KHN Morning Briefing

Summaries of health policy coverage from major news organizations

Have Attitudes On Health Law Shifted In N.H.?

Despite a beating two years ago for Democrats aligned with the health law, former President Bill Clinton and the Democratic gubernatorial candidate in New Hampshire rallied around the overhaul at a campaign appearance. Meanwhile, a conservative seniors group emerges to offer a competing view with that of AARP.

The Boston Globe: In NH, Bill Clinton Talks Up Obamacare
Is Obamacare now becoming an asset for Democrats? Two years ago, President Obama's health care overhaul looked like an albatross around the necks of Democratic candidates — nowhere more so than in the swing state of New Hampshire, where conservative opposition to the law helped propel the GOP to sweeping victories in 2010. Now, Democrats seem to be betting the tide has turned. At an Obama rally on the campus of the University of New Hampshire Wednesday afternoon, both former president Bill Clinton and New Hampshire Democratic gubernatorial candidate Maggie Hassan pointedly embraced the law (Wirzbicki, 10/3).

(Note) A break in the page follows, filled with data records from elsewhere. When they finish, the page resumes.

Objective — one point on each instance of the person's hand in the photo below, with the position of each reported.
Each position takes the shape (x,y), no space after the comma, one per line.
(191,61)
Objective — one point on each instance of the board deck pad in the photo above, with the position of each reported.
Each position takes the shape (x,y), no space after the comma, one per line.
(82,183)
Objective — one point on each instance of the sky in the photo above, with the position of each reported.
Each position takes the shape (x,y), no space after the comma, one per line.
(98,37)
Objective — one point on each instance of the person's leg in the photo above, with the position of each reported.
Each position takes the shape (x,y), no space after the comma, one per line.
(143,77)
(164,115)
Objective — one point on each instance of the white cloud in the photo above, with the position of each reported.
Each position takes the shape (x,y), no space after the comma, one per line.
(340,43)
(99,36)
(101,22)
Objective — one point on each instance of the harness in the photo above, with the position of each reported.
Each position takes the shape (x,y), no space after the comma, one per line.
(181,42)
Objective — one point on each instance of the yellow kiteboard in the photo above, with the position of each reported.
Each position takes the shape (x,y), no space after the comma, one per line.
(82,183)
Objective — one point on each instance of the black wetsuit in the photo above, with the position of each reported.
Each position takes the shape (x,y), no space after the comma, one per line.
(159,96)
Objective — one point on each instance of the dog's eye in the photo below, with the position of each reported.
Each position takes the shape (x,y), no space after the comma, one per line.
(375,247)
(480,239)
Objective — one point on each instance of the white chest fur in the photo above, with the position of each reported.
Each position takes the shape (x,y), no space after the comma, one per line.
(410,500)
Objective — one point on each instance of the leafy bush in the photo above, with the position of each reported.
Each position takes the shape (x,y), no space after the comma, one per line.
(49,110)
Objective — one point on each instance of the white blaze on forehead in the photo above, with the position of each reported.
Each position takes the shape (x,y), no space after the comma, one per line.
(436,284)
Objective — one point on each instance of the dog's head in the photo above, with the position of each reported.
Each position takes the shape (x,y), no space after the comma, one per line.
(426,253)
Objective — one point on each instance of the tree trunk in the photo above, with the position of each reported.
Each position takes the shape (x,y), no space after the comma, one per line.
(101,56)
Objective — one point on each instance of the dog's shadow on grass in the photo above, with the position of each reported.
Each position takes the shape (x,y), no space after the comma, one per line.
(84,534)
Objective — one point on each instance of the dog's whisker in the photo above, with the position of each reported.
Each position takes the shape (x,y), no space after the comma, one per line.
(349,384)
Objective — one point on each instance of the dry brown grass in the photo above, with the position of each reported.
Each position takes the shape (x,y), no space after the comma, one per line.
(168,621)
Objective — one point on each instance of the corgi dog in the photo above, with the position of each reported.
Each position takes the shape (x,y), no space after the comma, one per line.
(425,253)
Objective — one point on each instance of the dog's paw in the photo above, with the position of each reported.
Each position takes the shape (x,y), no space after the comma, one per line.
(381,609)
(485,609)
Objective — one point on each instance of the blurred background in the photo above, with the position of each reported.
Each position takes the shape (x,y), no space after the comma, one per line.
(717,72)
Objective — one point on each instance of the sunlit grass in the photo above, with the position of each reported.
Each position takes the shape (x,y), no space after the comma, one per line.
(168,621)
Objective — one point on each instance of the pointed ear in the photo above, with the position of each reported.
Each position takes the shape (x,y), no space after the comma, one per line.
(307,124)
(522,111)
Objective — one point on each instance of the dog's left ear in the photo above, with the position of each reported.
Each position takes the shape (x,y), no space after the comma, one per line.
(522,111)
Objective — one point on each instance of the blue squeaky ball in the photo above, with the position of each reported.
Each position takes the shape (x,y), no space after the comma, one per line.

Politico: AARP Faces Conservative Competition
Looking to counter what they see as AARP's liberal slant, a new organization aims to rally conservative senior citizens. The National Association of Conservative Seniors says it will provide seniors "membership benefits while working together to protect conservative American values" — benefits that include "financial planning services, health and wellness offers, Medicare insurance plans and competitive pricing on auto insurance and roadside assistance," according to a release (Gavin, 10/3).

Also in the news -

NBC/Center For Public Integrity: Health Insurance Industry, Which Praised Obamacare, Gives To Kill It
The health insurance industry presented itself as a key ally of President Barack Obama's health care law while at the same time making hefty contributions to members of Congress who are trying to get rid of it, according to contribution records. Between January of 2007 and August of 2012, the political action committees of the 11 largest health insurance companies and their primary trade group gave $10.2 million to federal politicians, with nearly two-thirds of the total going to Republicans who oppose the law or support its repeal, according to the Center for Public Integrity's analysis of Federal Election Commission filings. The 11 top companies, according to the Fortune 500list, controlled 35 percent of the industry in 2011, according to data from the National Association of Insurance Commissioners. The top industry trade group is America's Health Insurance Plans. Much of the money rolled in as health insurance industry leaders lauded the Democrats' reform efforts (O’Brian, 10/4).